Artificial intelligent assistant

On the size of a non-empty family of non-empty sets such that every set in the family has a proper subset also in the family Let $ F$ be a non-empty family of non-empty sets such that for every set $A \in F$ , $\exists $ a proper subset $B \subset A$ such that $B \in F$ . I can prove that every set in such a family $F$ is infinite but I'm having trouble to determine whether the family $F$ itself is infinite or not ; I have an intuition that the family must also be infinite but am not able to prove ( or disprove) it ; please help . Thanks

$F$ is non-empty. Then there is a set $A_1 \in F$. Now as per the conditions there is a propoer subset $A_2 \subset A_1$ such that $A_2 \in F$. You can continue to induct that there is a sequence $A_1, A_2, ...A_n, ..$ such that each of them are elements of $F$.

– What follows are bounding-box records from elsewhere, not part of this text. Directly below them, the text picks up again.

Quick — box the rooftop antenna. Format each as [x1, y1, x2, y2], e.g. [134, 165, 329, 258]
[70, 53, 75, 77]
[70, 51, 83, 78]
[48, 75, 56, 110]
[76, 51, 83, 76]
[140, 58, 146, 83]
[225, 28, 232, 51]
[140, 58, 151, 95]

Or proceed by contradiction. Suppose there are but a finite number of elements in $F$. Say, $F = \\{B_1, B_2, .., B_n\\}$. Now there must be a set $C$ in the finite collection $F$ such that there is no other set in $F$ which is a proper subset of $C$. The absence of such a set $C$ immediately entails that $F$ is infinite. But then since $C$ is in $F$ there must be a proper subset of it which is also in $F$ leading to a contradiction. Hence $F$ must be an infinite collection.